Windfall Taxes
Last Wednesday the Senate called a group of representative executives of the oil industry to a meeting in Washington D.C. in which they were asked to justify the fact that they had made very large profits.
Even though it's been in the news a lot, I thought I'd just repeat that for the benefit of those of you who already heard about this but thought you had accidentally fallen into a Twilight Zone special in which Stalin and the pope team up to take over the world. Consider this a public service announcement; I assure you that you are still living in what is left of America, and this did actually happen.
In an interview on MSNBC Senator Ken Salazar (D-CO) accused oil executives of having "the highest profits that we've seen in history for the oil companies", contriving to make that a derogatory remark by also calling the profits "inexplicable". Scarborough echoed this sentiment by also labeling the oil prices, and subsequent profits, as inexplicable. (In related news Salazar and Scarborough are currently winning the People's Republic of America Award for invoking the vague concept of 'The People' the most times in an interview. See if you can find a more atrocious example and you'll win the vague concept of 'A Prize'!).
This opinion on the cause of profits is in line with the recent bustle about imposing a windfall profit tax on the oil companies.
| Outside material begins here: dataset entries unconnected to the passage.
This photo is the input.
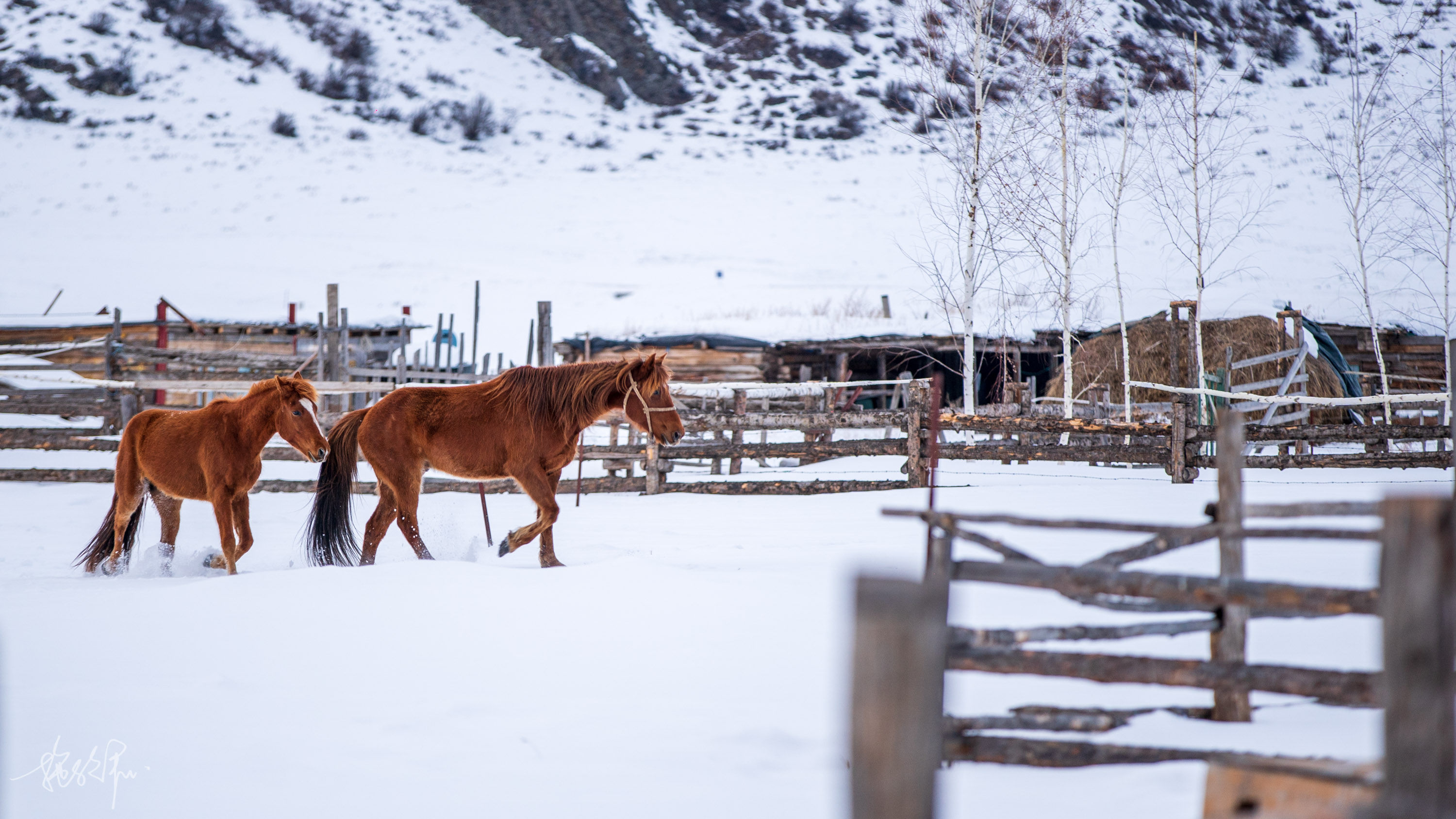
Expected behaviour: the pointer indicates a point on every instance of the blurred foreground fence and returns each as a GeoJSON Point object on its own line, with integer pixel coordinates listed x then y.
{"type": "Point", "coordinates": [903, 646]}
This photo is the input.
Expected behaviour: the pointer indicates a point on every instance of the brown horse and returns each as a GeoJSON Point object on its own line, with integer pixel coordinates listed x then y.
{"type": "Point", "coordinates": [213, 454]}
{"type": "Point", "coordinates": [522, 425]}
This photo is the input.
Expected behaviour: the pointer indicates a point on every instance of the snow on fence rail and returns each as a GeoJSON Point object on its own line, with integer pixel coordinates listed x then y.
{"type": "Point", "coordinates": [1308, 400]}
{"type": "Point", "coordinates": [903, 646]}
{"type": "Point", "coordinates": [817, 410]}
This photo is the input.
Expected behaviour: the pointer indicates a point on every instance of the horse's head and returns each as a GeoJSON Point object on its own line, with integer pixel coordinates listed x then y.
{"type": "Point", "coordinates": [648, 402]}
{"type": "Point", "coordinates": [299, 418]}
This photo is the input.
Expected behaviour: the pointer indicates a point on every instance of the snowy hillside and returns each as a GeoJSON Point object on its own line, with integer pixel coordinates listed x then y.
{"type": "Point", "coordinates": [433, 148]}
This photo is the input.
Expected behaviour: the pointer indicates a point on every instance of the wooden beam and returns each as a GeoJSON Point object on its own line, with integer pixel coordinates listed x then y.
{"type": "Point", "coordinates": [1330, 687]}
{"type": "Point", "coordinates": [1007, 637]}
{"type": "Point", "coordinates": [698, 422]}
{"type": "Point", "coordinates": [21, 438]}
{"type": "Point", "coordinates": [1159, 544]}
{"type": "Point", "coordinates": [947, 519]}
{"type": "Point", "coordinates": [1328, 434]}
{"type": "Point", "coordinates": [1312, 509]}
{"type": "Point", "coordinates": [1194, 594]}
{"type": "Point", "coordinates": [1078, 426]}
{"type": "Point", "coordinates": [1060, 754]}
{"type": "Point", "coordinates": [896, 734]}
{"type": "Point", "coordinates": [1231, 704]}
{"type": "Point", "coordinates": [1346, 460]}
{"type": "Point", "coordinates": [1419, 578]}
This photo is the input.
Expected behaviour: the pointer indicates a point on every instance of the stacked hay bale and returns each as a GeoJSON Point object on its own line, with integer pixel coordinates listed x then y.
{"type": "Point", "coordinates": [1100, 359]}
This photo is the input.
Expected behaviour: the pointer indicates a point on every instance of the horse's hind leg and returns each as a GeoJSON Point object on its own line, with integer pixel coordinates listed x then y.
{"type": "Point", "coordinates": [223, 511]}
{"type": "Point", "coordinates": [379, 522]}
{"type": "Point", "coordinates": [132, 493]}
{"type": "Point", "coordinates": [171, 512]}
{"type": "Point", "coordinates": [408, 499]}
{"type": "Point", "coordinates": [548, 553]}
A windfall profit is money which one wasn't expecting, with the connotation that it was due to luck, eg. inheritance. A windfall tax is one-time direct tax on unexpectedly large profits. You see, if the profit is unexpected, inexplicable, then it isn't wrong to steal it because the oil companies didn't earn it to begin with. *wink, wink*
I haven't been able to find a reporter, a political commentator, or even an oil executive who will say it. So, I'll say it; these companies are selling a product. That means that they expend effort and/or capital to create a value and then trade it. This particular value that they create is at an extremely high demand. That is how they justify their profit, because there are a lot of people who are willing to pay what they charge for oil. And the reason they are morally entitled to all the profits is because they get the crude oil (by buying or collecting it), they refine it into gasoline, They do research in how to make it better, and they ship it to easily accessible stations for purchase. If you think I sound like the little red hen, then fantastic! That hen had a fucking point.